When the Civil War broke out, Parker returned to New York and tried unsuccessfully to enlist in the Union Army. Finally, with the help of his friend Grant, who was no longer a failure, but instead a renowned general on the brink of defeating the Confederates at Vicksburg, Parker won an appointment as a military secretary. He first served General John Smith and later Grant himself. From Chattanooga to Appomattox, Parker always could be seen at Grant's side, usually carrying a stack of papers and with an ink bottle tied to a button on his coat. When Lee finally surrendered, it was Ely Parker who wrote down the terms.

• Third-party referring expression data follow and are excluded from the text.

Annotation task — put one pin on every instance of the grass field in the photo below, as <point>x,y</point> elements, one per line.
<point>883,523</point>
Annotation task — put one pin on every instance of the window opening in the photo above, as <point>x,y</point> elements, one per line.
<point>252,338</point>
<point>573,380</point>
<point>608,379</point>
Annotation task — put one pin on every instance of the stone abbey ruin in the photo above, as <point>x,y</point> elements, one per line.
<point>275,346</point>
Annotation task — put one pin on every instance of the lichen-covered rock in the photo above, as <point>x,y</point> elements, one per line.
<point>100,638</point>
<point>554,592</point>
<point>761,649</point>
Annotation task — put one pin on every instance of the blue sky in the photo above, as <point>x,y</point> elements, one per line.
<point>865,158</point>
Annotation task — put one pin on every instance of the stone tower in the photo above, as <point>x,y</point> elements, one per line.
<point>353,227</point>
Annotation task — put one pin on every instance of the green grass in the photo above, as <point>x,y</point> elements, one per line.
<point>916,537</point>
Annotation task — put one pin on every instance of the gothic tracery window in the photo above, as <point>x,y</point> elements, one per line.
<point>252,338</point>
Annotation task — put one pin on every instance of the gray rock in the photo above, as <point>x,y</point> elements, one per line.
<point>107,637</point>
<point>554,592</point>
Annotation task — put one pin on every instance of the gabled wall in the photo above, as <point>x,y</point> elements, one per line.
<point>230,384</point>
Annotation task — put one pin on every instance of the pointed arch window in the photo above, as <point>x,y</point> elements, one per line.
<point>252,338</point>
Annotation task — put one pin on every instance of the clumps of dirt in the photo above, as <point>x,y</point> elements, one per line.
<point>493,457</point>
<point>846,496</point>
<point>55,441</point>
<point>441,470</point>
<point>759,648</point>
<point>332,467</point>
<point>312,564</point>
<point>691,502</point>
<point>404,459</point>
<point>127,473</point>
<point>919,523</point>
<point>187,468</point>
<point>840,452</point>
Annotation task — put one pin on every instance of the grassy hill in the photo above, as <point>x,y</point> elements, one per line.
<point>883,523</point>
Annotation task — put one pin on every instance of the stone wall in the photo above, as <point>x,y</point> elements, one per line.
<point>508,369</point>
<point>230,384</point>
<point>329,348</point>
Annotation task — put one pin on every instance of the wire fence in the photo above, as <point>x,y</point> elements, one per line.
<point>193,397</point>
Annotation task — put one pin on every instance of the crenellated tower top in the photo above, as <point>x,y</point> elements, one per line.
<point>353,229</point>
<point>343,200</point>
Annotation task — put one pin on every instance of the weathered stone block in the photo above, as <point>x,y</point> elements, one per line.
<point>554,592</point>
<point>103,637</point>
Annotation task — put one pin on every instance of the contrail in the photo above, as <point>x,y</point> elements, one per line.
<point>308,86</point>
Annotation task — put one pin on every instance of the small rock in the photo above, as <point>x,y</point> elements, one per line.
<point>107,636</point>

The friendship between Grant and Parker strengthened after Grant was appointed General of the Army, a position he held from 1865 to 1869. During these years, Grant often sent Parker, now an adjutant general, to meet with tribes in the Indian Territory and farther west in Montana and Wyoming. Parker listened as tribal leaders described how their country was being overrun by miners, cattlemen, railroad workers, farmers, immigrants from Europe, and freedmen from the South.

Parker reported everything back to Grant and together they worked out the details of a policy with the main goal of citizenship for the Indians. The army would protect Indians on their reservations as they transitioned from their old ways and entered the mainstream of American life, learning how to support themselves through new livelihoods like farming or ranching. It might take a generation or two, but eventually Indians would be able to vote, own businesses, and rely on the protections guaranteed to them in the Constitution.

As president, Grant made Parker his Commissioner of Indian Affairs, and Parker began working to implement the president's plans, appointing dozens of army officers to oversee the superintendencies, agencies, and reservations in the West. Grant and Parker were so certain of the wisdom of their policy that they failed to see how many people opposed it. Congressmen, who had previously rewarded their supporters with jobs in the Indian service, resented the fact that Grant had taken away these plum positions. Many Americans, especially in the West, complained that the president sided with the Indians rather than with his own countrymen.